To relinquish this responsibility to a repository of data and text is to make vulnerable the family and society to forces hostile to the identities they cherish. In 1984, Orwell forecast this vulnerability. The development of technology since he wrote it has exacerbated the vulnerability. The proliferation of media has not made remembering easier, but rather forgetting. It is a byword to acknowledge that any question of fact is resolved by consulting external media – smartphones – rather than memory or any other authority. That media can be manipulated much more easily than the archive at the Ministry of Truth.
Our own willingness to forget, to let somebody or something else do the recording and recalling for us, is to store our treasure in the house of thieves. To reach for what we placed in their care and receive back something amended, edited, or even disfigured is to be victim of a crime without evidence. There is no way to demonstrate what has been done; all that was borne away to the flames of the furnace on a current of warm air.

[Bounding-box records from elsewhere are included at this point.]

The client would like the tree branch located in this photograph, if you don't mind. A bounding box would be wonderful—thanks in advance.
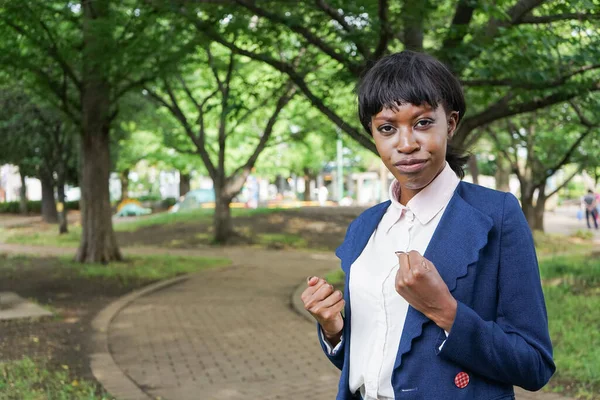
[546,166,583,198]
[442,0,475,50]
[453,82,600,147]
[372,0,392,59]
[232,82,296,183]
[315,0,371,58]
[402,2,425,52]
[461,64,600,89]
[515,13,600,25]
[2,18,82,91]
[487,128,521,181]
[192,19,377,154]
[437,0,546,76]
[234,0,362,75]
[545,127,593,179]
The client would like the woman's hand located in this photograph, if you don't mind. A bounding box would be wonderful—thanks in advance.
[300,276,345,346]
[396,250,457,333]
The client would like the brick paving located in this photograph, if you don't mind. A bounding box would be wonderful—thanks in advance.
[104,249,563,400]
[0,206,584,400]
[109,251,339,400]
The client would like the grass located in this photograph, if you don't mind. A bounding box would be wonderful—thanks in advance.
[0,226,81,247]
[56,255,231,282]
[0,358,111,400]
[257,233,307,248]
[540,255,600,400]
[0,208,281,247]
[533,231,593,258]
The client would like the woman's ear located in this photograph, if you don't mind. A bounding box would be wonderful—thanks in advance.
[448,111,459,140]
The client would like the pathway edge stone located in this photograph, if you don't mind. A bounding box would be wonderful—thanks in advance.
[89,274,191,400]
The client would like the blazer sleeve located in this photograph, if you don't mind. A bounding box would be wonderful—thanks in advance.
[317,220,356,370]
[317,321,346,371]
[438,194,556,390]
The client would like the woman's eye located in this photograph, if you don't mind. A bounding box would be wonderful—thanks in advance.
[416,119,433,128]
[377,125,394,134]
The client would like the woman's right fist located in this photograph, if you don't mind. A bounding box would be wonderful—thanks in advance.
[300,276,345,346]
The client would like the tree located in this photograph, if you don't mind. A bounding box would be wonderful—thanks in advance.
[488,98,600,231]
[146,45,295,243]
[171,0,600,152]
[0,0,197,263]
[0,86,76,233]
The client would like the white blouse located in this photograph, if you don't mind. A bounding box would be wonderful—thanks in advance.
[328,163,460,400]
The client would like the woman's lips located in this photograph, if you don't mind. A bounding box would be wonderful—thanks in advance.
[394,160,427,174]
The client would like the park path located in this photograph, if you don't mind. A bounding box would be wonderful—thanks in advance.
[0,208,599,400]
[0,244,576,400]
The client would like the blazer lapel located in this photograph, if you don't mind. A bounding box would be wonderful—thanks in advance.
[394,185,493,369]
[336,200,392,275]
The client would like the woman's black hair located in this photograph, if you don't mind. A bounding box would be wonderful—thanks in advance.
[358,50,469,178]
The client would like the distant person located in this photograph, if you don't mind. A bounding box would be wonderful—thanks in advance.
[302,51,555,400]
[317,185,329,207]
[582,189,598,229]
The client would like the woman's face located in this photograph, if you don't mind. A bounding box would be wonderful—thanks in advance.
[371,103,458,205]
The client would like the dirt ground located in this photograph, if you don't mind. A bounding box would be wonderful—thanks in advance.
[117,207,364,251]
[0,255,150,390]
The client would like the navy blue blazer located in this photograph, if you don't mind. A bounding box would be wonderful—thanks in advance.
[318,182,555,400]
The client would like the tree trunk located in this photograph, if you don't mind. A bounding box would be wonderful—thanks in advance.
[532,183,548,232]
[496,152,511,192]
[521,181,537,231]
[213,188,235,244]
[179,171,192,196]
[304,168,313,201]
[19,168,29,214]
[76,0,123,263]
[40,172,58,224]
[57,172,69,235]
[119,168,129,202]
[467,154,479,185]
[76,122,122,263]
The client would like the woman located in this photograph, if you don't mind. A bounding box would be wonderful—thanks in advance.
[302,51,555,400]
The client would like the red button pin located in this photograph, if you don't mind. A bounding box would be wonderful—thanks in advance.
[454,372,469,389]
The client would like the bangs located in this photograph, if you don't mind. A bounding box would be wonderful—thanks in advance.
[358,51,466,134]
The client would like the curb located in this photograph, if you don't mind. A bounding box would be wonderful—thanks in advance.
[89,274,191,400]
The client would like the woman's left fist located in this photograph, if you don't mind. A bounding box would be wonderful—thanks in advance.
[396,250,457,333]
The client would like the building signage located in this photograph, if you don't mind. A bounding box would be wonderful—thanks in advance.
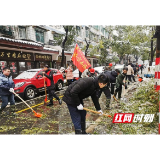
[0,49,34,61]
[35,54,52,61]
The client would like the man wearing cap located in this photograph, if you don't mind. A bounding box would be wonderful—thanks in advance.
[43,65,62,106]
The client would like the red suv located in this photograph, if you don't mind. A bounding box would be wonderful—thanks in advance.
[13,69,64,99]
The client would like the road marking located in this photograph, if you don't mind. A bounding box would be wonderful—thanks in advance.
[15,95,63,114]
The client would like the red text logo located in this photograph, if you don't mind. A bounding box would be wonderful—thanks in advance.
[112,113,134,123]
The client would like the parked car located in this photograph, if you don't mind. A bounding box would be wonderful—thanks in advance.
[73,69,79,78]
[94,66,105,75]
[13,68,64,99]
[114,64,125,72]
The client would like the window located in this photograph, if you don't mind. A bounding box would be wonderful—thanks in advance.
[19,62,34,74]
[0,25,13,36]
[19,27,26,39]
[36,30,44,43]
[9,61,18,78]
[0,61,7,73]
[85,27,89,38]
[76,26,81,36]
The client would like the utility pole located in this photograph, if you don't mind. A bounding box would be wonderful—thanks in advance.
[153,25,160,90]
[153,25,160,135]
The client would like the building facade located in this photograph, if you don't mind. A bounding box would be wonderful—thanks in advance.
[0,25,108,78]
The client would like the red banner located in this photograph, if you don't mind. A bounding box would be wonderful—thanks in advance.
[71,44,91,72]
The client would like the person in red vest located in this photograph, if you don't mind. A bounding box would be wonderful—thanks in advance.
[43,65,62,106]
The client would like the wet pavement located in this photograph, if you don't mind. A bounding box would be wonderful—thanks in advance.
[0,72,158,135]
[0,86,108,135]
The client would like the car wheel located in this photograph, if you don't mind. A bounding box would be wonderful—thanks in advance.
[57,81,63,91]
[25,87,35,99]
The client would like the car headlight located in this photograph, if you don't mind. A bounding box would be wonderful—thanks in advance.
[15,82,25,88]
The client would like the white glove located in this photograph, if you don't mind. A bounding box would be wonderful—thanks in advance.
[77,104,83,110]
[9,88,14,93]
[97,110,103,116]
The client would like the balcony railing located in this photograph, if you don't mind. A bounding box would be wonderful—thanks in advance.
[0,25,13,36]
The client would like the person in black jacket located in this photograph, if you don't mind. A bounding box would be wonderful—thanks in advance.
[43,65,62,106]
[0,67,15,112]
[62,74,109,135]
[97,67,118,109]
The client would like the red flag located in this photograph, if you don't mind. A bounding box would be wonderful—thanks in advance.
[71,44,91,72]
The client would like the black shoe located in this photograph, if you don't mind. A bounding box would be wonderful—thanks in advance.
[75,129,82,135]
[81,122,91,135]
[58,99,62,105]
[47,102,53,106]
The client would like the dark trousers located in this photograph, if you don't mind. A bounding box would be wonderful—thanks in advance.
[97,86,111,99]
[1,94,15,109]
[114,85,122,98]
[67,79,75,86]
[67,104,86,129]
[126,75,131,82]
[131,74,135,82]
[48,89,59,103]
[111,83,115,94]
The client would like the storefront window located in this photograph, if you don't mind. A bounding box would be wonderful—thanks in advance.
[9,61,18,78]
[19,62,26,74]
[39,62,52,68]
[0,61,7,73]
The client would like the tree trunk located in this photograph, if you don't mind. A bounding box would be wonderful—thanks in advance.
[149,37,154,66]
[85,38,90,57]
[61,28,68,67]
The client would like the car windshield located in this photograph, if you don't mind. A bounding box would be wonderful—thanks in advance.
[15,71,37,79]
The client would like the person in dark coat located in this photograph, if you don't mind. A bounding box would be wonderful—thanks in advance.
[0,67,15,111]
[97,67,118,109]
[88,68,97,78]
[140,64,144,74]
[62,74,109,135]
[113,68,127,100]
[43,65,62,106]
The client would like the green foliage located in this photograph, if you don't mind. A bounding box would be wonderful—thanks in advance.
[106,25,155,62]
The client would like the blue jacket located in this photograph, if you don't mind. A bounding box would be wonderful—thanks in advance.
[104,71,118,83]
[0,74,15,96]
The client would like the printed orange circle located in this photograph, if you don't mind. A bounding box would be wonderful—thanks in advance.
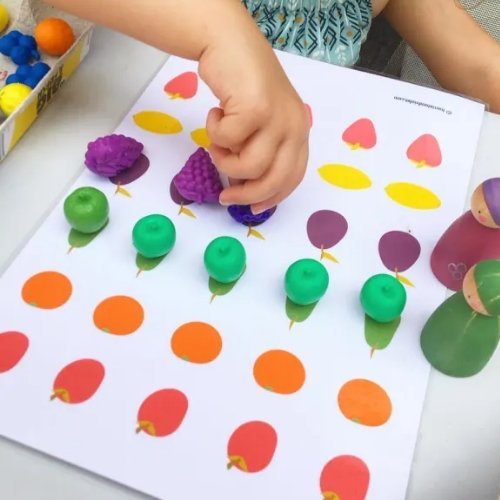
[338,379,392,427]
[170,321,222,364]
[22,271,73,309]
[94,295,144,335]
[253,350,306,394]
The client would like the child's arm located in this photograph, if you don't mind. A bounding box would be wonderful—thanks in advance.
[384,0,500,113]
[50,0,309,212]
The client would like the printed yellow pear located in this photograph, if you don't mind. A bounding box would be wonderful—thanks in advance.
[385,182,441,210]
[318,163,372,189]
[134,111,182,135]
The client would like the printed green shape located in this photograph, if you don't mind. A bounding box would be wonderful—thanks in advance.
[135,253,166,275]
[420,292,500,377]
[285,297,318,329]
[365,314,401,357]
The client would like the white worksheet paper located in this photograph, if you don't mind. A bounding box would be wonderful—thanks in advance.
[0,54,484,500]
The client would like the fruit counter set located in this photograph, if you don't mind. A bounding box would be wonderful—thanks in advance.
[0,49,494,500]
[64,131,500,377]
[0,0,91,160]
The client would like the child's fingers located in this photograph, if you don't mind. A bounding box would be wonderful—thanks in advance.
[210,131,280,180]
[219,141,303,205]
[251,145,309,214]
[207,108,260,153]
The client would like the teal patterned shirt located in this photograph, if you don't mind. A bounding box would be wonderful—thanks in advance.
[242,0,372,66]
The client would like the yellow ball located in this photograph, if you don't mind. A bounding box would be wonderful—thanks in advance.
[0,3,10,33]
[0,83,31,116]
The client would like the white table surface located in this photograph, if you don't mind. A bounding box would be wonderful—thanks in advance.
[0,29,500,500]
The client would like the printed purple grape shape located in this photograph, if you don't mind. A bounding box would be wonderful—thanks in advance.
[170,179,196,219]
[378,231,421,287]
[307,210,349,263]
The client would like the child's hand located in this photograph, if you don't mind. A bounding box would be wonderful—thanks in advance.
[199,18,309,213]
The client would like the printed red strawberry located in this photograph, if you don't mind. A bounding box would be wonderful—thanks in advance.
[406,134,442,168]
[164,71,198,99]
[50,359,105,404]
[342,118,377,150]
[0,332,29,373]
[136,389,188,437]
[320,455,370,500]
[227,421,278,472]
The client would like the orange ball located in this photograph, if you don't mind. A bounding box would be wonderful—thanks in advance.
[35,17,75,56]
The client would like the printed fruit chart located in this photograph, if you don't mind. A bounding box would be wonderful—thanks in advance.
[0,54,484,500]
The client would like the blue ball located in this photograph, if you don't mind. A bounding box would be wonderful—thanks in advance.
[5,30,23,40]
[0,36,17,56]
[5,73,24,85]
[21,75,41,89]
[9,45,31,65]
[16,64,33,76]
[18,35,37,49]
[31,63,50,80]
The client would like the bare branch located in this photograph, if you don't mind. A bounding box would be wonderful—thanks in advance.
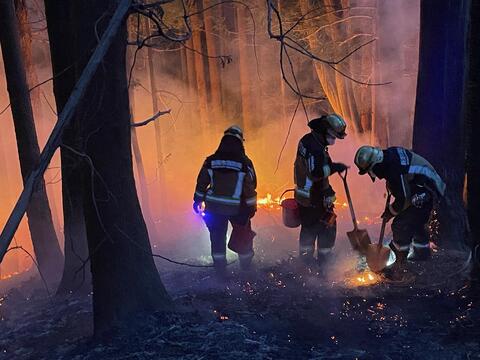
[130,109,172,127]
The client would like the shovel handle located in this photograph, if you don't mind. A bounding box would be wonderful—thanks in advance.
[378,191,392,246]
[338,169,358,230]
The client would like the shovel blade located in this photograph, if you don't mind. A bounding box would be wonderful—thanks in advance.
[347,229,372,255]
[365,244,392,272]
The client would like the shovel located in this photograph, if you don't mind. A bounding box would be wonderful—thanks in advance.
[338,170,372,255]
[365,193,392,272]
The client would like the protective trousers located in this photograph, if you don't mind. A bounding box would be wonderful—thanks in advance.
[392,201,433,254]
[204,213,255,270]
[299,206,337,262]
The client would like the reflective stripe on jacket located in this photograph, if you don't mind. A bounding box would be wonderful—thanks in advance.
[294,133,335,206]
[193,154,257,216]
[382,147,446,215]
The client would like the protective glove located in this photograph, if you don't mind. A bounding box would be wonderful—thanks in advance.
[193,201,202,214]
[381,208,395,222]
[323,195,337,210]
[330,163,350,174]
[410,193,430,209]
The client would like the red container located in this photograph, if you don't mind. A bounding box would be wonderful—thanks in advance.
[280,199,300,228]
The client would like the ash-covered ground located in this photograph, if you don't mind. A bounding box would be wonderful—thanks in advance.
[0,245,480,360]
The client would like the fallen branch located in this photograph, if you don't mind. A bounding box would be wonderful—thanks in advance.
[130,109,172,127]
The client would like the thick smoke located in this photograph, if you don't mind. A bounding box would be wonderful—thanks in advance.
[0,0,419,280]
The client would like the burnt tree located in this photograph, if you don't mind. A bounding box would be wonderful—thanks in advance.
[0,0,62,285]
[413,0,469,245]
[46,0,171,335]
[465,1,480,279]
[45,0,91,294]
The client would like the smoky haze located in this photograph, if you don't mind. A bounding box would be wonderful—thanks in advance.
[0,0,419,282]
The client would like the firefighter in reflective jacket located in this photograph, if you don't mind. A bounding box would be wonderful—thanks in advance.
[193,126,257,274]
[355,146,445,265]
[294,114,347,264]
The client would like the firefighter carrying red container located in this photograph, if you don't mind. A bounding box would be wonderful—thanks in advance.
[294,114,348,265]
[193,125,257,275]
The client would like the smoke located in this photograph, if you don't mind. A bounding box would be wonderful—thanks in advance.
[0,0,419,280]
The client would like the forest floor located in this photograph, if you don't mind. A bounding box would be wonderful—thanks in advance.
[0,251,480,360]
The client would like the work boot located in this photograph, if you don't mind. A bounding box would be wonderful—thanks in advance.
[407,244,432,261]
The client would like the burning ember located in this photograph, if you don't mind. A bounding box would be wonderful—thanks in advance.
[257,193,348,210]
[257,193,283,210]
[0,271,20,280]
[345,271,382,288]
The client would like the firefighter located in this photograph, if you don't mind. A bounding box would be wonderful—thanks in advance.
[193,125,257,275]
[354,146,445,267]
[294,114,348,265]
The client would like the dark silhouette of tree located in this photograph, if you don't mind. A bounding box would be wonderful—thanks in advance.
[0,0,62,285]
[413,0,469,248]
[45,0,171,335]
[465,1,480,279]
[45,0,91,294]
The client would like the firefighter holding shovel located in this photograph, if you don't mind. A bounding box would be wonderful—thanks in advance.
[294,114,347,265]
[354,146,445,280]
[193,125,257,277]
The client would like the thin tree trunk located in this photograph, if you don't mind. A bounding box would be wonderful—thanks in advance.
[127,44,157,236]
[45,0,91,295]
[0,0,62,285]
[203,0,222,129]
[465,1,480,272]
[413,0,469,247]
[190,0,208,130]
[235,6,254,132]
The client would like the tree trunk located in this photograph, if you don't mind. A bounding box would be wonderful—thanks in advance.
[190,0,208,129]
[68,0,171,335]
[0,0,62,285]
[14,0,46,138]
[203,0,222,129]
[413,0,469,246]
[235,5,253,133]
[127,42,157,236]
[465,1,480,279]
[147,48,163,176]
[45,0,91,295]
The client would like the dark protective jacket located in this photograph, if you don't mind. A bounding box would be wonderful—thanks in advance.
[294,132,335,207]
[193,136,257,216]
[372,147,445,215]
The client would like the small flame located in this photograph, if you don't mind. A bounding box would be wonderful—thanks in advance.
[345,271,382,287]
[257,193,283,210]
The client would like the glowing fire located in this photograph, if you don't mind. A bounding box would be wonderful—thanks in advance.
[345,271,382,287]
[257,193,348,210]
[0,271,20,280]
[257,193,283,210]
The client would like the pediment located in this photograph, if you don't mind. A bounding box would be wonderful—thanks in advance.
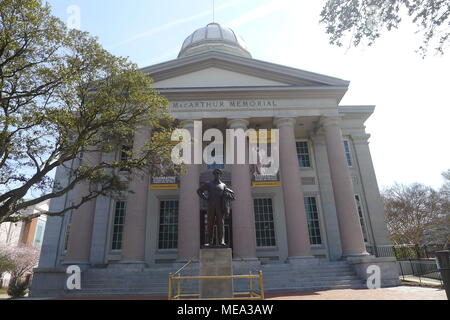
[153,67,289,89]
[142,51,349,89]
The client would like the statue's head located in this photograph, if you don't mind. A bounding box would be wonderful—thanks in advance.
[213,169,223,178]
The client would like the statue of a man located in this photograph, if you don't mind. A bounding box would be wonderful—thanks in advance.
[197,169,235,247]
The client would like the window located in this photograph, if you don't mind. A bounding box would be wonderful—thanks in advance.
[253,198,275,247]
[64,211,73,251]
[33,220,45,248]
[120,145,132,172]
[355,194,368,242]
[296,141,311,168]
[344,140,353,167]
[111,201,127,250]
[305,197,322,244]
[158,200,178,249]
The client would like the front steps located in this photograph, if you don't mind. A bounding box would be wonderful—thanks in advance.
[33,261,365,297]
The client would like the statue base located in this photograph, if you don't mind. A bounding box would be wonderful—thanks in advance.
[200,248,233,299]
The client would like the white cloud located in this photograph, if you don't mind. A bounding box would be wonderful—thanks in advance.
[110,0,248,49]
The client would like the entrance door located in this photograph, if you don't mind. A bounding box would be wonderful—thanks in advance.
[200,209,233,249]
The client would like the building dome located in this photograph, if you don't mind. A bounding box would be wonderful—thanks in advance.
[178,23,252,58]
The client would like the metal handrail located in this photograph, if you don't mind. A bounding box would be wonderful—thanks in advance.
[167,270,264,300]
[173,260,192,275]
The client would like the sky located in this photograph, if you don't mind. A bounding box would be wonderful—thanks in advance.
[47,0,450,188]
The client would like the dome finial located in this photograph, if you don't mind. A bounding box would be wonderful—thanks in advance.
[178,22,252,58]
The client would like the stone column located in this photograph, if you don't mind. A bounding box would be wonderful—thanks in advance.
[64,152,101,265]
[228,119,256,260]
[351,133,392,246]
[311,135,342,260]
[321,118,367,257]
[120,127,152,266]
[178,120,200,262]
[275,118,312,260]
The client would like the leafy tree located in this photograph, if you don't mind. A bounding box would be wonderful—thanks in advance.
[382,183,450,245]
[320,0,450,57]
[0,0,173,223]
[441,169,450,196]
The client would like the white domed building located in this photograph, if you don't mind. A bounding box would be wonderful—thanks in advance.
[32,23,399,296]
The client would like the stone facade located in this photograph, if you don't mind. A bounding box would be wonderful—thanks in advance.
[29,23,396,295]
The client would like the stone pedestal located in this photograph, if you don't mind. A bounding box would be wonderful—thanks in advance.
[200,248,233,299]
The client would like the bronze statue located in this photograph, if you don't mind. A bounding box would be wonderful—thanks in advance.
[197,169,235,247]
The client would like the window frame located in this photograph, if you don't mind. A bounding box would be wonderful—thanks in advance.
[253,195,278,250]
[303,195,324,248]
[156,198,180,253]
[109,199,127,254]
[354,193,370,244]
[295,139,314,170]
[342,139,355,168]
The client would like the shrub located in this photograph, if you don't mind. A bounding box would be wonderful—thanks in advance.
[7,279,28,299]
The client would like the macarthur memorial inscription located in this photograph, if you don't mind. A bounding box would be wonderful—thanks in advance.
[171,100,278,110]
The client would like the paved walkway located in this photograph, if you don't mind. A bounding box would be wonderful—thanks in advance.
[266,286,447,300]
[45,286,447,300]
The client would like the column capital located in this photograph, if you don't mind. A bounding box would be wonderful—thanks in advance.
[309,134,326,145]
[180,119,201,129]
[227,119,250,130]
[350,133,370,143]
[319,116,342,127]
[274,118,297,128]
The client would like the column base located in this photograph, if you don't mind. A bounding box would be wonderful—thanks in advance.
[233,258,261,274]
[342,251,375,259]
[286,256,319,266]
[61,260,91,271]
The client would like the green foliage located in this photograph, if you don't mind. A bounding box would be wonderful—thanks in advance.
[7,279,28,299]
[321,0,450,56]
[0,0,173,223]
[0,252,15,275]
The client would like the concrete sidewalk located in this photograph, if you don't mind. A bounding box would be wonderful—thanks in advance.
[266,286,447,300]
[42,286,447,300]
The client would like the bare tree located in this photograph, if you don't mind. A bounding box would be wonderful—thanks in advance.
[320,0,450,57]
[0,0,173,223]
[382,183,449,245]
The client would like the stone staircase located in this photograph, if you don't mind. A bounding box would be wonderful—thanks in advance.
[261,261,365,291]
[62,261,364,297]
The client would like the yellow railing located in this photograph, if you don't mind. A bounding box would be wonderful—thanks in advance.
[168,271,264,300]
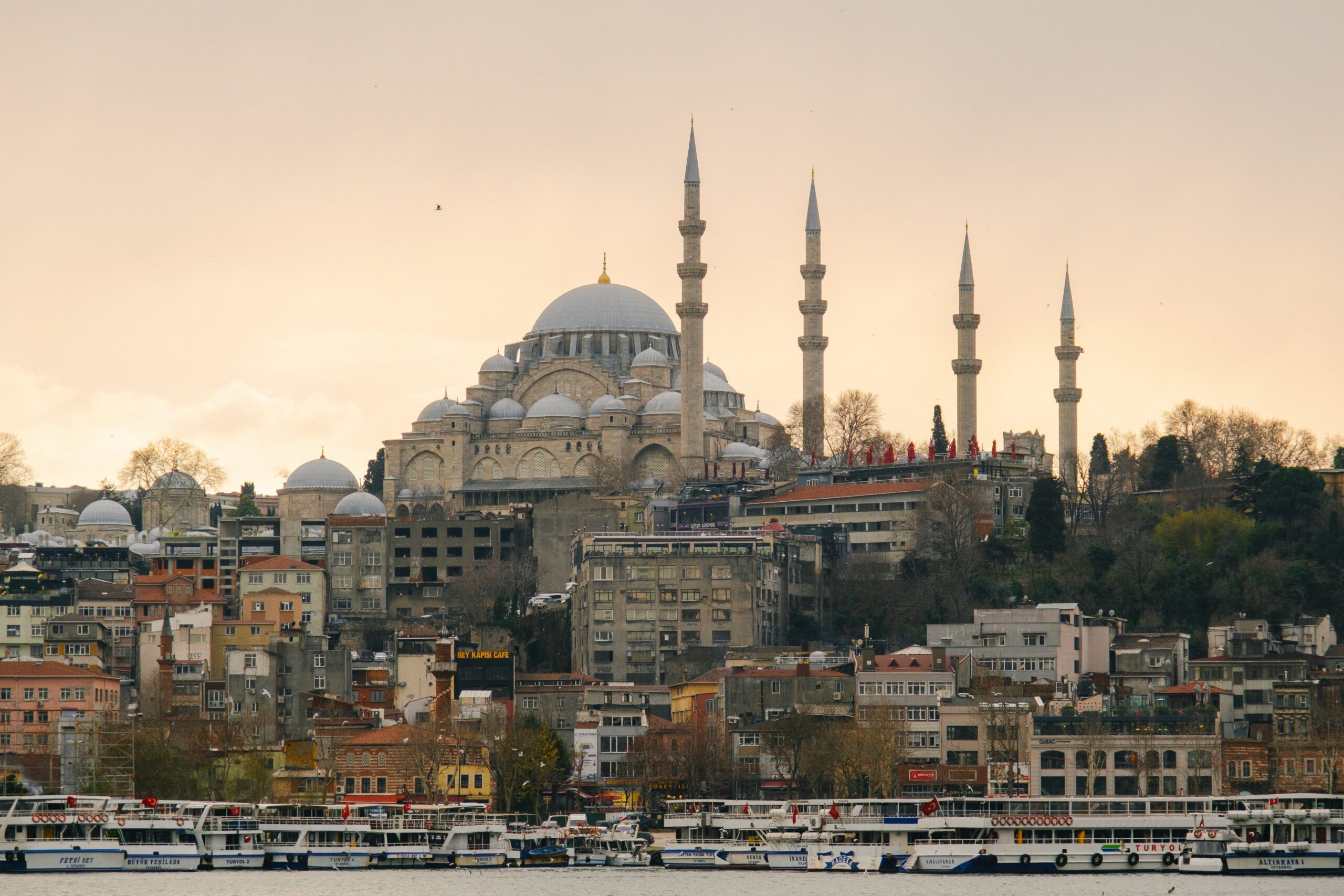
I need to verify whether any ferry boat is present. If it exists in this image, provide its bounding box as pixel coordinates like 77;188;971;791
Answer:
158;799;266;870
103;799;200;870
350;803;433;868
413;803;508;868
598;825;650;868
504;824;570;868
0;797;127;872
1179;794;1344;874
257;803;374;870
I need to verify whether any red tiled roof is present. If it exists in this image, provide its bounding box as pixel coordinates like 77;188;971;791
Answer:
1153;681;1231;693
872;653;933;672
747;482;930;504
0;660;120;681
243;557;321;572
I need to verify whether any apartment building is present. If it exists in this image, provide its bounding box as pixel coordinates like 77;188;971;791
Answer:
570;533;786;684
927;602;1125;693
854;648;957;763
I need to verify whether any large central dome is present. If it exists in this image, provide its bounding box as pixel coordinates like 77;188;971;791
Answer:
528;283;677;336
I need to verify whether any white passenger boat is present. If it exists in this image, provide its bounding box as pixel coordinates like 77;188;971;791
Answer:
1179;794;1344;874
103;799;200;870
598;825;649;868
0;797;127;872
351;803;433;868
257;803;374;870
413;803;508;868
159;799;266;870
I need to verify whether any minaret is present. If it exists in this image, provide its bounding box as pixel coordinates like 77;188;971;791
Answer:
799;172;826;457
1055;263;1083;492
676;121;710;477
951;223;980;445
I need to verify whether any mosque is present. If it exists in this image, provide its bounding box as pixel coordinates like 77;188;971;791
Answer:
383;128;785;519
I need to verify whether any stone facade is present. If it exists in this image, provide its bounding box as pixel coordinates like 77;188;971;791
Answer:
376;129;778;520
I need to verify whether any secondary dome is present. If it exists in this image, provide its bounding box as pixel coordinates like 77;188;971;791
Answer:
415;396;457;423
332;492;387;516
75;498;132;525
527;392;585;418
153;470;196;489
481;353;518;373
643;392;681;414
285;456;359;490
487;398;527;420
528;283;676;336
631;345;672;367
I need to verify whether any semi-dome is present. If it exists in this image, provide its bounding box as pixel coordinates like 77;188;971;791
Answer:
527;392;585;418
589;394;625;416
415;395;457;423
285;456;359;490
153;470;197;489
644;392;681;414
481;352;518;373
719;442;765;461
631;345;672;367
487;400;527;420
332;492;387;516
528;283;676;336
75;498;132;525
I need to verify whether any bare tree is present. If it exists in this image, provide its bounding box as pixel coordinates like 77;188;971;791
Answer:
0;433;32;485
118;437;225;532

This explains one of my preoccupations over recent years, the dissolution of text. Whereas once we could cry, Show me where that is written! and find acceptable, even compelling proof, now what is written has become so fluid both in form and in meaning that we find ourselves reaching for fog. Where one word has not been swapped out for another, the meaning of that word has been eroded or transformed, sometimes by use and more often by abuse. There may be an editor in a cubicle somewhere, but it is more likely that mouths and minds have magnified polemic to scrub away evidence of prior meaning and even understanding.
Our society has long relied on text to safeguard memory, history, and reality itself. Now, even civil, financial, and personal documents of record are virtual, electronic, and ethereal, easy to edit or even eliminate.
Our most fundamental identity, as children of the loving God rescued by the sacrifice of His divine son, is preserved in a written account of that same God’s making known of His identity and ours. This holy writing, the sacred scriptures, has long served as touchstone and authority. But these texts too, long vulnerable to the necessary perils of translation and editing, are corroding into illegibility before the caustic waves that dissolve text and language.
Look at the very communities founded in commitment to this text to the exclusion of any other authority; they no longer know what they mean, and no longer know what they believe.
In the earliest days of our family and our society, the Church, the truest story was not yet written down, but was nonetheless shared, heart speaking to heart. The eventual writing down was a repository of a reality that preexisted it, a revelation and experience. It was an aid to recalling, but not a replacement. To remember this is to reclaim both our own history and our responsibility for it, not to outsource our memory and with it our identity.